Paypal accepted? have some extra credit on there and want to use it


----------



## Deleted-379826 (Sep 28, 2016)

craftsygaming said:


> Paypal accepted? have some extra credit on there and want to use it


Only PayPal accepted


----------



## craftsygaming (Sep 28, 2016)

TheVinAnator said:


> Only PayPal accepted


Thanks for the superultrafastresponse. faster than the speed of light actually xD


----------



## Deleted-379826 (Sep 28, 2016)

craftsygaming said:


> Thanks for the superultrafastresponse. faster than the speed of light actually xD


No problem, anything to help out


----------



## Swiftloke (Sep 28, 2016)

*hijacks discussion* (sorry)
Does anyone know of a reputable retailer that sells a DSTT, and accepts Visa?


----------



## craftsygaming (Sep 28, 2016)

Swiftloke said:


> *hijacks discussion* (sorry)
> Does anyone know of a reputable retailer that sells a DSTT, and accepts Visa?
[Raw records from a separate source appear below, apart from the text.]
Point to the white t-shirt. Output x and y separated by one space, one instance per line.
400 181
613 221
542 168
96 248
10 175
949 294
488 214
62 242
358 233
i saw dstt on nds-card.com, paypal accepts visa


----------



## Deleted-379826 (Sep 28, 2016)

Yep what he said!


----------



## Swiftloke (Sep 28, 2016)

I'd rather not make a PayPal account. The reason why? I bought a Visa gift card just to put up with these shady guys. Sure, I could still make a PayPal account, but that'd be a lot of hassle over something I'd only use once anyway.


----------



## Deleted-379826 (Sep 28, 2016)

Swiftloke said:


> I'd rather not make a PayPal account. The reason why? I bought a Visa gift card just to put up with these shady guys. Sure, I could still make a PayPal account, but that'd be a lot of hassle over something I'd only use once anyway.


Eh not too much of a hassle


----------



## craftsygaming (Sep 28, 2016)

TheVinAnator said:


> Eh not too much of a hassle


quick question, how long does it take to ship?


----------



## Deleted-379826 (Sep 29, 2016)

craftsygaming said:


> quick question, how long does it take to ship?


Free shipping = 1-2 months, Payed shipping = unsure but should be pretty darn fast!


----------